Pawlenty vetoes Minneapolis money

Minneapolis Central Public Library
“You can’t print what I’m going to say. It’s a newspaper,” Minneapolis Library Board member Alan Hooker said with a laugh. “I mean, is he on crack?”
“I was at an event yesterday for Keith Ellison,” Hooker said. “I ran into [Mayor] R.T. Rybak, [Council Member] Barb Johnson, people like that. All of them were the same way: just incredulous. [The veto] makes no sense. No rhyme or reason. We’re talking $4.5 million, you know. That’s basically like chump change.”
Said Rybak, “The governor’s veto was a one-two punch for those of us who want the library merger. He went out of his way to veto the money to help with the transition. By cutting our Local Government Aid, he made it harder for us to find the money to open the three closed libraries.”
In addition to the merger funding line-item veto, Pawlenty axed $13 million earmarked by the legislature for the city in increased Local Government Aid.
Rybak said the city and county must move forward with the merger despite the absence of state funding to aid the transition. He admits the vetoes will make the task significantly more difficult.
City Council Member Diane Hofstede (Ward 3), who served on the Minneapolis Library Board for 21 years, opposed the merger, but said she was still surprised and disappointed by the veto.
“It’s sad for all of us,” she said. “Not just the city, but the whole state.”
Said Hooker, a member of the DFL, of Republican Pawlenty: “You have to sit back and try and wonder why [he vetoed the funding]. Is it just an attempt to stick it to Minneapolis? Is this his way to look good to some conservatives in his party and the Taxpayers League crowd?”
(Fellow Library Board member Sheldon Mains refers to the governor as "Tim 'I Hate Minneapolis' Pawlenty" on the Minneapolis Issues Forum.)
Hooker said in his lobbying efforts with legislators, he got the sense that the governor was on board with funding the merger with state money.
“If this stands as it is, unless he has some type of miraculous Ebenezer Scrooge-like conversion of decency, we are really going to have to come up with some kind of plan here.
“I know also speaking with some of my City Hall colleagues, R.T. and others, I got the sense [Thursday] that we have come this far, and this is certainly disappointing, but we are all going to work hard to find a solution for this,” Hooker said.
He said he thinks it’s possible that the city and county might be able to find a way to fund the merger entirely.
“Again, $4.5 million statewide is a drop in the bucket. Citywide, for the city to take on that financial obligation, it hurts, but also I think it is an option the city will be looking at because, again, in the long run, it’s going to be more financially beneficial to the city to have the library system off its books.”
Pawlenty spokesperson Brian McClung said the governor was told by legislators pushing for the merger that there would be "no fiscal impact to the state for the Hennepin County-Minneapolis merger.
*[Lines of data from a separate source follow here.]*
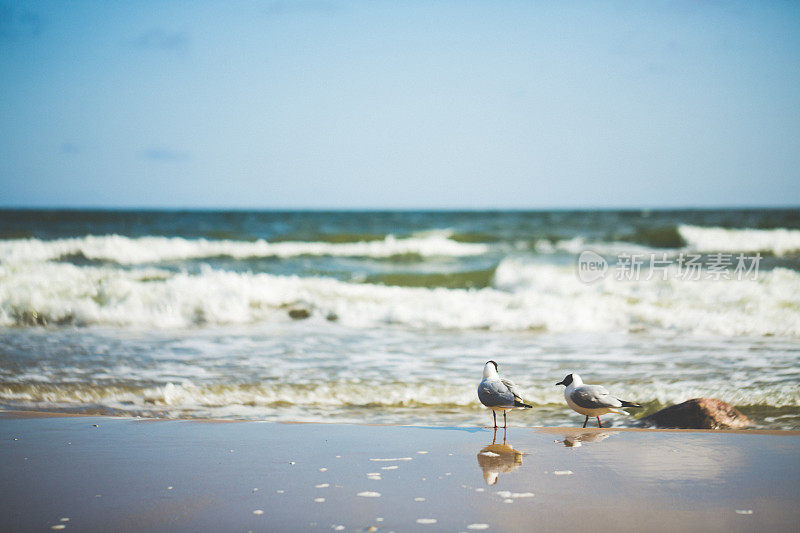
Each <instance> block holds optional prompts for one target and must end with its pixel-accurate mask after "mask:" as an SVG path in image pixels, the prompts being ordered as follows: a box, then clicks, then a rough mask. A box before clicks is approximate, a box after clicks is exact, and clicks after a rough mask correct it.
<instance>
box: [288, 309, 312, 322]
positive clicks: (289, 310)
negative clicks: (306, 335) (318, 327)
mask: <svg viewBox="0 0 800 533" xmlns="http://www.w3.org/2000/svg"><path fill="white" fill-rule="evenodd" d="M289 316H290V317H292V318H293V319H295V320H303V319H304V318H308V317H310V316H311V311H309V310H308V309H303V308H300V309H289Z"/></svg>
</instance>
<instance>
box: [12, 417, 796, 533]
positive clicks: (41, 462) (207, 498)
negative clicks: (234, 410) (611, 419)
mask: <svg viewBox="0 0 800 533" xmlns="http://www.w3.org/2000/svg"><path fill="white" fill-rule="evenodd" d="M0 428H1V429H2V431H0V436H2V439H1V440H0V471H1V472H2V476H0V493H2V495H3V497H2V498H0V517H2V530H5V531H49V530H50V529H51V528H52V527H53V526H55V527H57V528H59V529H63V530H64V531H112V530H116V531H243V532H246V531H309V530H317V531H397V532H401V531H532V530H538V531H578V530H582V531H586V528H587V527H589V528H590V529H592V530H594V529H604V530H610V531H611V530H624V531H634V530H638V531H641V530H649V531H676V530H684V531H778V530H783V531H787V530H788V531H791V530H793V529H794V528H796V526H797V523H798V521H800V507H799V506H798V505H797V501H798V497H799V496H800V432H756V431H739V432H733V431H717V432H704V431H685V430H684V431H665V430H664V431H661V430H624V429H613V428H612V429H586V430H583V429H567V428H523V427H511V428H509V429H508V430H507V432H506V434H505V437H506V442H505V444H504V443H503V436H504V432H503V430H502V429H500V430H499V431H498V432H497V435H496V439H495V440H494V443H493V437H494V432H493V430H492V429H488V428H448V427H437V428H422V427H401V426H372V425H340V424H276V423H259V422H235V423H201V422H197V421H148V420H136V419H127V418H104V417H70V416H42V415H39V416H29V415H28V414H26V415H19V414H14V413H0ZM61 526H63V528H62V527H61ZM371 528H374V529H371Z"/></svg>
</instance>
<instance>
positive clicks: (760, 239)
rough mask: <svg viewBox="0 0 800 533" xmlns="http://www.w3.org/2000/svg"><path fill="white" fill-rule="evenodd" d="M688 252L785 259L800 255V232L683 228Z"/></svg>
mask: <svg viewBox="0 0 800 533" xmlns="http://www.w3.org/2000/svg"><path fill="white" fill-rule="evenodd" d="M678 232H679V233H680V235H681V237H682V238H683V240H685V241H686V243H687V248H689V249H692V250H695V251H698V252H769V253H772V254H775V255H778V256H780V255H785V254H788V253H791V252H798V251H800V230H796V229H785V228H777V229H728V228H715V227H700V226H690V225H681V226H679V227H678Z"/></svg>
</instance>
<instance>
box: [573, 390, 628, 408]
mask: <svg viewBox="0 0 800 533" xmlns="http://www.w3.org/2000/svg"><path fill="white" fill-rule="evenodd" d="M570 398H571V399H572V401H573V402H575V405H577V406H578V407H583V408H584V409H602V408H604V407H611V408H614V407H622V402H620V401H619V400H617V399H616V398H614V397H613V396H611V395H610V394H609V393H608V391H607V390H606V389H605V387H601V386H600V385H582V386H580V387H578V388H576V389H575V390H574V391H572V394H571V395H570Z"/></svg>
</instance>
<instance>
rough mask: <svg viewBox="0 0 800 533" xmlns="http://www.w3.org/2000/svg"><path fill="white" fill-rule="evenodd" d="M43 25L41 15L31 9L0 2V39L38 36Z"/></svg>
mask: <svg viewBox="0 0 800 533" xmlns="http://www.w3.org/2000/svg"><path fill="white" fill-rule="evenodd" d="M43 25H44V23H43V21H42V17H40V16H39V15H37V14H36V13H34V12H32V11H28V10H21V9H16V8H14V7H13V6H10V5H6V4H0V41H17V40H19V39H24V38H26V37H38V36H39V35H41V33H42V27H43Z"/></svg>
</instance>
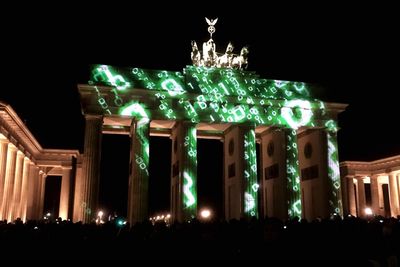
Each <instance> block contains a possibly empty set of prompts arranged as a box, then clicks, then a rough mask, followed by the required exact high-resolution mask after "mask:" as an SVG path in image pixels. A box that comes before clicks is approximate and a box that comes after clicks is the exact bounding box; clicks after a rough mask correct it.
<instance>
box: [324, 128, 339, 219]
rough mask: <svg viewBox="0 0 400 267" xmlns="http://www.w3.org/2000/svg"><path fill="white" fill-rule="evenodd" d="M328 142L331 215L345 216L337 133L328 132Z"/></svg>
mask: <svg viewBox="0 0 400 267" xmlns="http://www.w3.org/2000/svg"><path fill="white" fill-rule="evenodd" d="M327 142H328V144H327V145H328V178H329V181H328V188H329V191H328V204H329V213H330V214H340V215H343V205H342V196H341V188H340V170H339V153H338V144H337V135H336V132H335V131H328V132H327Z"/></svg>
So it was represented as just an intergovernmental action and that it wouldn't cost any money at all. Then in the final day of the legislative session, the K-12 education bill appears with $4.5 million for the merger after the authors of the legislation to allow the merger had indicated there was no cost involved in doing this.
"So now we understand, reading news accounts, that they're proceeding with the merger without the funding. So maybe the authors were right in the first place," he said with a laugh. "They're apparently able to proceed with the merger as discussed."
McClung brushed aside the notion that the governor might have used his veto power to punish Minneapolis for being more supportive of DFL candidates than Republicans in recent elections.
As for the comments about the governor by Hooker and Mains, McClung said, "We're not going to engage in that kind of behavior."